Artists reveal pent-up desires in exhibit
The unlikely duo, who have never exhibited their works side by side, are showing their latest paintings - the “Bathers” series and “Plastic Freud,” respectively - in the joint exhibition “Wild n Out” at Seoul’s PKM gallery.
“The two are similar in that both express their inner sensitivities, bottled-up desires and stifled feelings on canvas. The wildness is exposed in rich colors and intensity of expression,” the gallery’s director Park Kyung-mee said at a press briefing on Friday.’

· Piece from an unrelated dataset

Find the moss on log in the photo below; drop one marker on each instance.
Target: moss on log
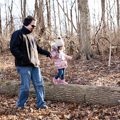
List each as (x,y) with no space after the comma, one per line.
(81,94)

She didn’t know what to expect from this unusual composition in the beginning, as the two artists have their own individual artistic styles and play by their own sensitivities.
But the synergy between the two, she added, turned out quite impressively.
Saying he first saw Bas’s work online, Jeong, one of Korea’s up-and-coming contemporary artists, said, “Many focus on the people and their facial expressions in Bas’s paintings in order to understand the underlying narratives.”
“But I was more intrigued to see how the people’s feelings and their surrounding environments interact with each other,” he said, adding that he could see abstract aspects in Bas’s figurative paintings.
Deeply influenced by Austrian neurologist Sigmund Freud and his own neuropsychiatrist father, Jeong is known for planting numerous references in his paintings and encouraging the viewers to figure out the hidden messages he hopes to convey.
His outwardly abstruse artworks contain a wide variety of figurative symbols that metaphorically express fragile human emotions - loss, pain and misunderstanding.
Meanwhile, the Miami-based artist Bas has been largely inspired by the 19th century Decadent Movement, and the literature written by Irish writer Oscar Wilde in particular.
Working on queer male themes, he creates intriguing tensions by portraying young male adults, neither particularly gleeful nor necessarily antagonistic towards each other, in a rather fantastical, dreamy atmosphere.
His “Bathers” series once again touches upon the usual suspect of his - a wild adolescent adventure and odd tensions coming from the erotic homosexual undercurrent between the boyish male figures in tropical lush landscapes. The thinly veiled expression of personal drives is designed to bring to the surface the viewer’s own long-suppressed desires and fantasies, the gallery said.
The exhibition runs through Nov. 25.